Perhaps the weirdest of all is The Archaeologist gin. Made by a motorbike enthusiast, who was dubbed the Archaeologist because he has spent many years tracking down old bikes from all corners of the globe, each bottle is unique as it contains an individual part from one of these vintage bikes, usually Harley-Davidsons.
So, according to those in the know, the bottle could contain 1939 Flathead camshafts from the Mexican desert, 1947 Knucklehead screw nuts from Chile, or 1962 Panhead rocker arms from South Korea. I have no idea what any of those things are, or do, but I’d put money on none of them improving the flavor of gin (the parts are sealed in tin to prevent any pollution of the spirit).
Needless to say, production is limited. There is a waiting list, with The Archaeologist’s customers – he also makes handcrafted motorbikes – given priority. Each bottle costs more than $1,000, and so far they have sold out upon release. I have found no report as to the actual quality of the gin, but if you are paying that sort of money for a bottle with nuts and bolts in it, I suspect that flavor or quality is not uppermost in your mind.
Australian gin: not coming, already here
Australia has not been immune to the gin explosion; indeed, it has been at the forefront.
And one of the most popular local producers is Four Pillars from Healesville in the Yarra Valley. It was founded in 2013 by a couple of friends (disclaimer – they are also good mates of mine) and already has an international presence.
Cam McKenzie is the distiller; Stu Gregor does the marketing. They have had their share of the odd and curious – notably their Christmas gin, which was originally made by McKenzie soaking a batch with his mum’s Christmas cakes. It was delicious and is now an annual release.
They also make more mundane releases (I mean that only in the sense of them being slightly more traditional than some of their more outlandish products), and my favorite is their Barrel Aged Gin, which shows that this spirit can be as complex and textural as any other.
But there is nothing they make – or indeed any other gin distiller in Australia makes – that has grabbed attention like their Bloody Shiraz Gin.
Bright purple in color, it came about when McKenzie steeped some of the label’s Rare Dry Gin in the juice from some freshly crushed Yarra Valley Shiraz. The first was a small release in 2015; the latest, from 2018, has just hit the shelves, and production now allows for export to certain markets in Europe, Asia, and the United States.
It is a bargain in comparison to many of the top gins around today at AUD$85, though you’ll need to find your own motorbike parts.
The 2015 was a joy, wonderfully exuberant, and although subsequent releases have all appealed, I have never been convinced that they matched the original.
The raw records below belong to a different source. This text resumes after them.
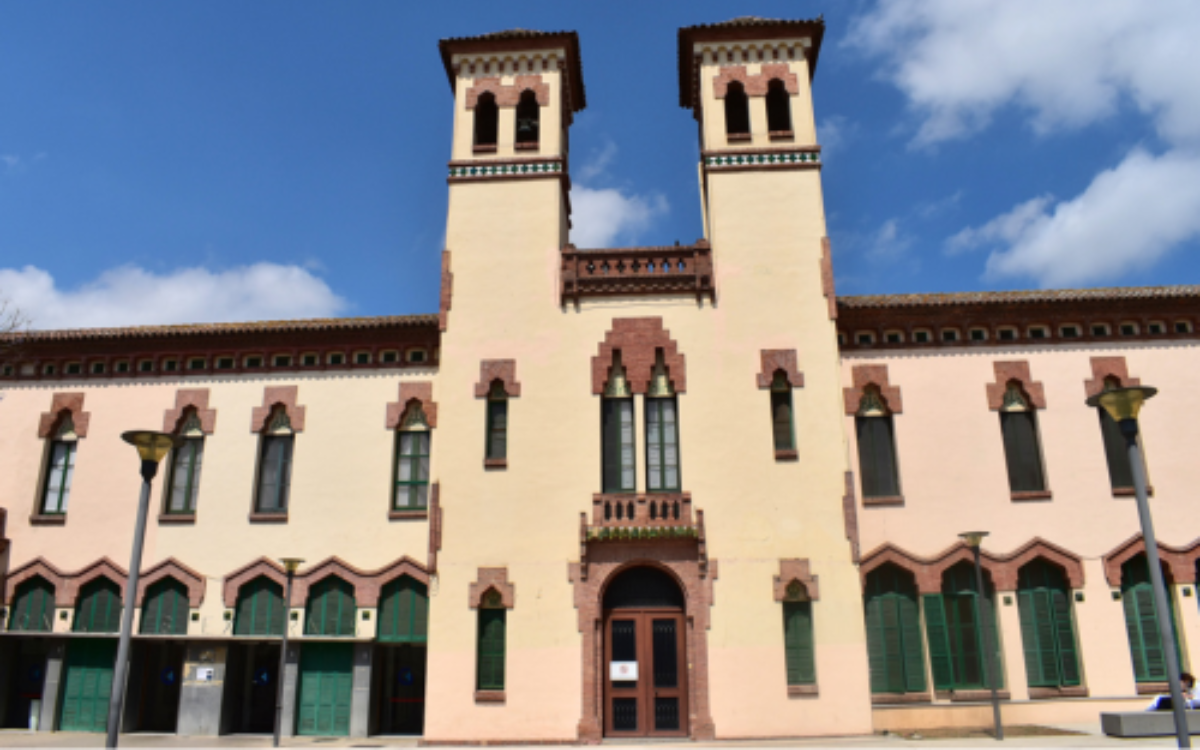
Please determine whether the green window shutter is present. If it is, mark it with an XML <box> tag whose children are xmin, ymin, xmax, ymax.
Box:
<box><xmin>784</xmin><ymin>601</ymin><xmax>817</xmax><ymax>685</ymax></box>
<box><xmin>476</xmin><ymin>610</ymin><xmax>508</xmax><ymax>690</ymax></box>
<box><xmin>920</xmin><ymin>594</ymin><xmax>954</xmax><ymax>690</ymax></box>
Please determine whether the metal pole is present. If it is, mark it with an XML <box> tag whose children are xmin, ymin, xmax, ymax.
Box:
<box><xmin>971</xmin><ymin>547</ymin><xmax>1004</xmax><ymax>740</ymax></box>
<box><xmin>272</xmin><ymin>568</ymin><xmax>294</xmax><ymax>748</ymax></box>
<box><xmin>104</xmin><ymin>461</ymin><xmax>158</xmax><ymax>748</ymax></box>
<box><xmin>1120</xmin><ymin>419</ymin><xmax>1192</xmax><ymax>748</ymax></box>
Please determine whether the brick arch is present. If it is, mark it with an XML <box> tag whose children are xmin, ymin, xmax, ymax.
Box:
<box><xmin>592</xmin><ymin>318</ymin><xmax>688</xmax><ymax>396</ymax></box>
<box><xmin>133</xmin><ymin>557</ymin><xmax>205</xmax><ymax>607</ymax></box>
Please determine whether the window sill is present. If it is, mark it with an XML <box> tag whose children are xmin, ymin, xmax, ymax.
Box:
<box><xmin>388</xmin><ymin>508</ymin><xmax>430</xmax><ymax>521</ymax></box>
<box><xmin>250</xmin><ymin>510</ymin><xmax>288</xmax><ymax>523</ymax></box>
<box><xmin>863</xmin><ymin>494</ymin><xmax>904</xmax><ymax>508</ymax></box>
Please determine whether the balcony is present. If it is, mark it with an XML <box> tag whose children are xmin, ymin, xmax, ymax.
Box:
<box><xmin>562</xmin><ymin>240</ymin><xmax>716</xmax><ymax>305</ymax></box>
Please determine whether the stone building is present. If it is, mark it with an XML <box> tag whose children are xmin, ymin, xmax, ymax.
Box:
<box><xmin>0</xmin><ymin>18</ymin><xmax>1200</xmax><ymax>743</ymax></box>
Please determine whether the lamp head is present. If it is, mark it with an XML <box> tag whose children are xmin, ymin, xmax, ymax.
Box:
<box><xmin>959</xmin><ymin>532</ymin><xmax>988</xmax><ymax>550</ymax></box>
<box><xmin>121</xmin><ymin>430</ymin><xmax>179</xmax><ymax>463</ymax></box>
<box><xmin>1087</xmin><ymin>385</ymin><xmax>1158</xmax><ymax>422</ymax></box>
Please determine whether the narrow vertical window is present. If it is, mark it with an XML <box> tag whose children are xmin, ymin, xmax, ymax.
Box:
<box><xmin>767</xmin><ymin>78</ymin><xmax>792</xmax><ymax>134</ymax></box>
<box><xmin>475</xmin><ymin>91</ymin><xmax>500</xmax><ymax>149</ymax></box>
<box><xmin>1000</xmin><ymin>382</ymin><xmax>1046</xmax><ymax>492</ymax></box>
<box><xmin>392</xmin><ymin>400</ymin><xmax>431</xmax><ymax>510</ymax></box>
<box><xmin>725</xmin><ymin>80</ymin><xmax>750</xmax><ymax>137</ymax></box>
<box><xmin>256</xmin><ymin>407</ymin><xmax>295</xmax><ymax>514</ymax></box>
<box><xmin>600</xmin><ymin>352</ymin><xmax>637</xmax><ymax>492</ymax></box>
<box><xmin>854</xmin><ymin>386</ymin><xmax>900</xmax><ymax>498</ymax></box>
<box><xmin>485</xmin><ymin>379</ymin><xmax>509</xmax><ymax>461</ymax></box>
<box><xmin>516</xmin><ymin>89</ymin><xmax>541</xmax><ymax>149</ymax></box>
<box><xmin>42</xmin><ymin>414</ymin><xmax>79</xmax><ymax>516</ymax></box>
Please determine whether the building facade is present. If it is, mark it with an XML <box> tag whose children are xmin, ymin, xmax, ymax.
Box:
<box><xmin>0</xmin><ymin>18</ymin><xmax>1200</xmax><ymax>744</ymax></box>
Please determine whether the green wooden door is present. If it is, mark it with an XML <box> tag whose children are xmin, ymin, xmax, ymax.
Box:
<box><xmin>296</xmin><ymin>643</ymin><xmax>354</xmax><ymax>737</ymax></box>
<box><xmin>59</xmin><ymin>638</ymin><xmax>116</xmax><ymax>732</ymax></box>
The latest has that extra vibrancy that lifted the 2015. There is the traditional neon purple color and the spices – clove/white pepper, orange blossom aromatics – with a flick of sweetness that made the first one such a revelation. Flavors here are more of black fruits than the red berry/cherry/raspberries that were more prevalent in the early releases, and there are notes of juniper. The plum and black cherry notes come from that portion of the Yarra Shiraz that was harvested a little later than the rest. It is a delight to drink.
It can be used for cocktails, but simply sipping on it, toss in an ice cube or two if you wish, is optimal for many. It is best consumed young as older bottles move into the dried fruit spectrum of flavors.
If there is anyone on the planet yet to jump on board the gin revolution, this would make for a great start.